Le bar des menteurs by Ingrid Naour

Le bar des menteurs by Ingrid Naour

Auteur:Ingrid Naour
La langue: fra
Format: epub
Tags: Roman
Éditeur: Prospéro's books
Publié: 2014-09-09T04:00:00+00:00


VI

J

e me lève d’un pied peu assuré à la même heure que le jour. La tempête fait rage. Des rafales de vent s’engouffrent dans le mimosa du jardin dont les branches chatouillent les tuiles du toit.

Je n’en pouvais plus de me réfugier sous les draps. De temps à autre, je touchais le carrelage pour vérifier si la maison n’était pas inondée. L’océan est à cinquante mètres à peine. J’aurais dû m’équiper d’une bouée avant de me coucher.

Le ciel est redevenu serein alors que j’avais encore le nez collé à la vitre de la porte d’entrée. Pierre Mac Orlan prétendait que les solitaires finissent par avoir des nez retroussés à force d’attendre, rivés à leur fenêtre, que quelqu’un vienne les visiter. Encore quelques nuits comme celle-ci et mes cloisons nasales témoigneront de mes effrois.
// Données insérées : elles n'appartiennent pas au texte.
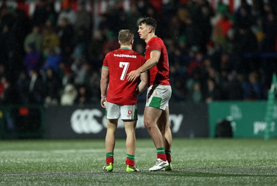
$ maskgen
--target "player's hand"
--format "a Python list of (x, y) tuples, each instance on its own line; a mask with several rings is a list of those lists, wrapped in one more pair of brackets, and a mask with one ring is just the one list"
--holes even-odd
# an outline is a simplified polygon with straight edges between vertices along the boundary
[(102, 108), (106, 108), (106, 97), (101, 98), (100, 103)]
[(134, 70), (130, 71), (128, 74), (127, 74), (127, 80), (129, 82), (135, 81), (137, 78), (139, 77), (141, 73), (138, 70)]

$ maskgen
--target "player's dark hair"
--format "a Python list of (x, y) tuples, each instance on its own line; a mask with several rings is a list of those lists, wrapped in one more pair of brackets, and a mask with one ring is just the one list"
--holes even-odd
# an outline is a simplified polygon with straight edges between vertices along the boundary
[(142, 24), (151, 26), (153, 29), (156, 29), (157, 28), (157, 21), (152, 17), (143, 18), (138, 22), (138, 25), (141, 25)]
[(130, 30), (120, 30), (118, 33), (118, 40), (121, 44), (129, 44), (134, 39), (134, 33)]

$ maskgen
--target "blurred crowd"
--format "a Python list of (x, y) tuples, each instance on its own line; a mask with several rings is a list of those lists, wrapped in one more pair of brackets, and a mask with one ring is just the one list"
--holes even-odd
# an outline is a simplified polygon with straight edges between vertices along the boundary
[[(172, 101), (209, 103), (266, 99), (277, 67), (277, 1), (241, 0), (231, 10), (219, 1), (129, 1), (98, 15), (78, 1), (77, 10), (37, 1), (32, 15), (0, 7), (0, 103), (71, 105), (98, 103), (102, 61), (119, 47), (119, 30), (136, 34), (143, 17), (158, 21), (168, 49)], [(141, 96), (140, 101), (145, 100)]]

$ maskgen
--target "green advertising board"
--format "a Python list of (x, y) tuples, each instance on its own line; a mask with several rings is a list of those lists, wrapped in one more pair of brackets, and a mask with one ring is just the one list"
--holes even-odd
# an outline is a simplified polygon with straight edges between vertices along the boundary
[[(271, 137), (277, 137), (277, 105), (274, 103)], [(220, 101), (208, 103), (210, 137), (215, 137), (217, 124), (222, 119), (231, 121), (234, 137), (264, 137), (267, 128), (267, 101)]]

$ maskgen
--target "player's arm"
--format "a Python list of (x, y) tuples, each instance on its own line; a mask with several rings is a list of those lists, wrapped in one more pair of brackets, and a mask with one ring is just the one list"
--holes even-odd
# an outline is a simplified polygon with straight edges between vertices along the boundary
[(128, 80), (128, 81), (134, 81), (141, 75), (141, 73), (148, 71), (155, 66), (158, 63), (160, 57), (160, 51), (152, 51), (150, 53), (150, 58), (145, 62), (145, 63), (143, 66), (141, 66), (136, 70), (130, 71), (127, 74), (127, 79)]
[(141, 74), (141, 83), (136, 90), (136, 95), (139, 95), (148, 85), (148, 72), (145, 71)]
[(104, 105), (104, 102), (106, 101), (108, 83), (109, 83), (109, 69), (107, 67), (103, 66), (102, 67), (101, 80), (100, 81), (100, 88), (101, 92), (100, 103), (102, 108), (106, 107)]

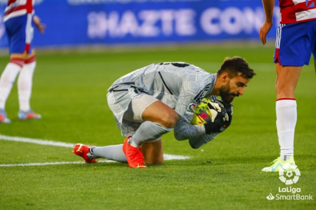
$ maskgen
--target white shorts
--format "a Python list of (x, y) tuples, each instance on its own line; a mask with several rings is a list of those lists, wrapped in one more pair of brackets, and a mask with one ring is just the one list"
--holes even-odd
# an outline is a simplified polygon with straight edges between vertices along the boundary
[(141, 116), (145, 109), (159, 101), (130, 87), (108, 92), (106, 97), (108, 106), (123, 136), (132, 135), (144, 122)]

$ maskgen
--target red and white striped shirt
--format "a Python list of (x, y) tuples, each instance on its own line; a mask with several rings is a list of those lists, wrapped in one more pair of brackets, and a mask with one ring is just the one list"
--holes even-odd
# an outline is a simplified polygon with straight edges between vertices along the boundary
[(279, 0), (280, 24), (316, 20), (316, 0)]
[(35, 0), (8, 0), (5, 9), (4, 22), (11, 17), (33, 13), (33, 5)]

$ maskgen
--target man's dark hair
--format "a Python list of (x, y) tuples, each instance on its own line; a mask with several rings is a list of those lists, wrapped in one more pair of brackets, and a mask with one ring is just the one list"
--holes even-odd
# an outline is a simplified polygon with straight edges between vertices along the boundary
[(237, 56), (225, 58), (220, 69), (217, 71), (217, 74), (219, 76), (225, 72), (227, 72), (231, 79), (237, 77), (239, 72), (241, 73), (241, 77), (248, 79), (251, 79), (256, 75), (253, 69), (249, 67), (247, 61)]

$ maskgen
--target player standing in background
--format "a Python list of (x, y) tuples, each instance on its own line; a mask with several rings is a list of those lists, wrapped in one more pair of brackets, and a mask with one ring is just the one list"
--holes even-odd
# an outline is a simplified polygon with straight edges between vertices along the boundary
[[(263, 0), (265, 21), (260, 29), (261, 42), (272, 26), (274, 0)], [(276, 81), (276, 129), (281, 156), (263, 171), (294, 169), (294, 134), (297, 120), (294, 91), (304, 65), (312, 53), (316, 72), (316, 2), (307, 0), (280, 0), (280, 26), (276, 31), (274, 62)]]
[[(239, 57), (227, 58), (217, 74), (183, 62), (155, 63), (136, 70), (117, 80), (107, 94), (117, 125), (122, 135), (127, 137), (124, 144), (102, 147), (77, 144), (73, 153), (87, 163), (103, 158), (145, 168), (145, 163), (162, 163), (161, 137), (174, 128), (176, 139), (189, 139), (192, 147), (198, 148), (229, 126), (231, 103), (244, 94), (254, 75)], [(191, 125), (192, 106), (211, 95), (220, 96), (226, 108), (214, 122)], [(209, 105), (215, 109), (215, 103)]]
[(0, 78), (0, 123), (8, 123), (5, 110), (7, 99), (11, 92), (16, 76), (20, 120), (41, 119), (40, 114), (30, 108), (33, 74), (36, 66), (34, 51), (32, 49), (33, 25), (44, 33), (45, 25), (34, 15), (34, 1), (9, 0), (5, 10), (4, 22), (9, 40), (10, 62)]

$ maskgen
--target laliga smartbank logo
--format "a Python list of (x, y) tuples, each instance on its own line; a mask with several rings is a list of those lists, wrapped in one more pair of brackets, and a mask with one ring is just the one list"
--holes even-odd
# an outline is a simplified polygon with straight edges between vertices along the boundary
[[(278, 171), (280, 180), (287, 185), (296, 184), (301, 176), (301, 172), (298, 168), (294, 170), (285, 170), (281, 168)], [(267, 196), (267, 199), (269, 200), (313, 200), (313, 196), (309, 195), (302, 195), (300, 187), (294, 187), (287, 186), (286, 187), (278, 187), (277, 193), (273, 195), (270, 193)], [(289, 195), (289, 193), (291, 194)]]

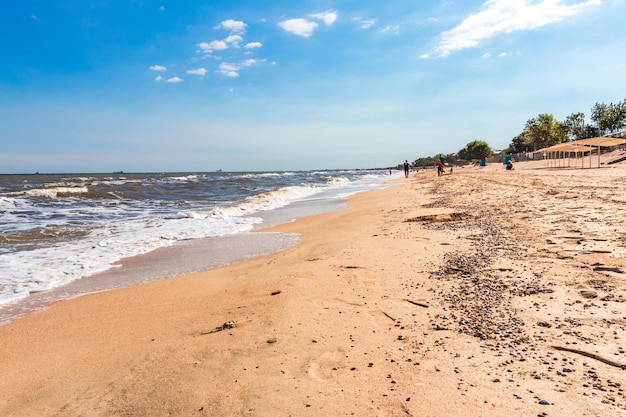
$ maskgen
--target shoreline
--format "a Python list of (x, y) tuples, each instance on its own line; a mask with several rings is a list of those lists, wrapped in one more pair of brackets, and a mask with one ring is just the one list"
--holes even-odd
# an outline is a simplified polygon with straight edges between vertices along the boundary
[(300, 236), (281, 252), (0, 326), (0, 414), (624, 413), (626, 169), (521, 165), (413, 174), (267, 229)]
[(265, 229), (290, 223), (301, 217), (345, 208), (345, 198), (295, 202), (250, 215), (261, 218), (262, 223), (247, 232), (183, 240), (144, 254), (122, 258), (111, 264), (107, 270), (49, 290), (32, 292), (28, 297), (0, 305), (0, 326), (45, 309), (55, 302), (175, 278), (279, 252), (297, 244), (297, 236), (290, 233), (263, 232)]

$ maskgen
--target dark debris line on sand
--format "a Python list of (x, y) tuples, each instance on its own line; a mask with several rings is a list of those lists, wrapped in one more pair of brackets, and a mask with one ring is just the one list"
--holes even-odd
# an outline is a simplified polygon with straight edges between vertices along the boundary
[[(434, 192), (443, 195), (446, 190), (440, 186)], [(575, 357), (563, 358), (563, 365), (568, 366), (562, 369), (548, 366), (553, 365), (552, 363), (546, 365), (548, 362), (545, 358), (554, 356), (556, 350), (582, 355), (621, 369), (626, 369), (624, 364), (580, 349), (547, 344), (546, 336), (543, 332), (536, 331), (535, 324), (541, 328), (544, 325), (550, 326), (550, 323), (524, 323), (512, 307), (519, 297), (553, 293), (554, 284), (542, 276), (542, 273), (532, 272), (532, 268), (524, 268), (524, 271), (516, 273), (513, 269), (493, 268), (493, 264), (496, 260), (500, 265), (505, 261), (533, 262), (531, 253), (538, 248), (528, 247), (526, 242), (512, 237), (514, 232), (508, 227), (512, 223), (511, 219), (501, 208), (485, 209), (473, 204), (449, 203), (454, 200), (438, 199), (427, 206), (454, 210), (456, 215), (435, 215), (408, 220), (419, 221), (428, 229), (446, 230), (450, 233), (463, 231), (472, 244), (472, 249), (467, 253), (447, 253), (438, 270), (431, 272), (431, 279), (450, 283), (446, 285), (445, 291), (433, 289), (436, 299), (443, 303), (444, 310), (448, 310), (447, 314), (437, 315), (431, 321), (433, 329), (453, 330), (476, 337), (483, 341), (482, 346), (498, 352), (498, 356), (508, 353), (519, 358), (520, 362), (525, 362), (529, 355), (528, 358), (532, 357), (538, 364), (534, 379), (547, 378), (554, 381), (555, 390), (562, 392), (560, 381), (565, 381), (564, 377), (570, 376), (572, 379), (565, 385), (573, 382), (581, 395), (599, 397), (603, 404), (626, 410), (626, 395), (621, 384), (610, 377), (602, 378), (593, 364), (583, 362), (582, 367), (578, 367), (578, 373), (575, 373), (574, 365), (581, 365)], [(473, 215), (464, 216), (463, 212)], [(615, 300), (606, 301), (621, 301), (619, 297), (613, 298)], [(577, 337), (579, 342), (593, 343), (577, 331), (569, 330), (567, 325), (574, 326), (574, 323), (565, 319), (557, 327), (563, 334)], [(520, 377), (525, 373), (522, 368), (519, 372)]]

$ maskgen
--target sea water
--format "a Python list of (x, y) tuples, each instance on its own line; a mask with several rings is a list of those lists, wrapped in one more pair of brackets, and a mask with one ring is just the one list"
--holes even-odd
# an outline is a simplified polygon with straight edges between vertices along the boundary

La plupart des fleurs du jardin n’ont pas résisté au caprice d’Éole. Ma tristesse se dissipe dès l’arrivée des oiseaux. Ils viennent au ravitaillement. Ma présence ne les importune pas. Bien au contraire, ils s’approchent au plus près et rivalisent par leurs chants. Ma carrière d’épouvantail à moineaux commence mal. Je suis décidément douée pour rien. Et on voudrait que je m’active !

Le Bar des menteurs n’est pas près d’ouvrir. Je les ai quittés alors que la soirée était déjà bien avancée. Remets-moi ça dansait avec Béné sur l’air du « Tango corse » chanté naguère par Fernandel. La Bernique, fataliste, m’a glissé :

— Avec Remets-moi ça, l’heure de la fermeture n’existe plus. On n’interrompt pas un homme qui boit. Telle est sa devise. De surcroît, je n’ai pas envie de me faire écharper par ses admiratrices.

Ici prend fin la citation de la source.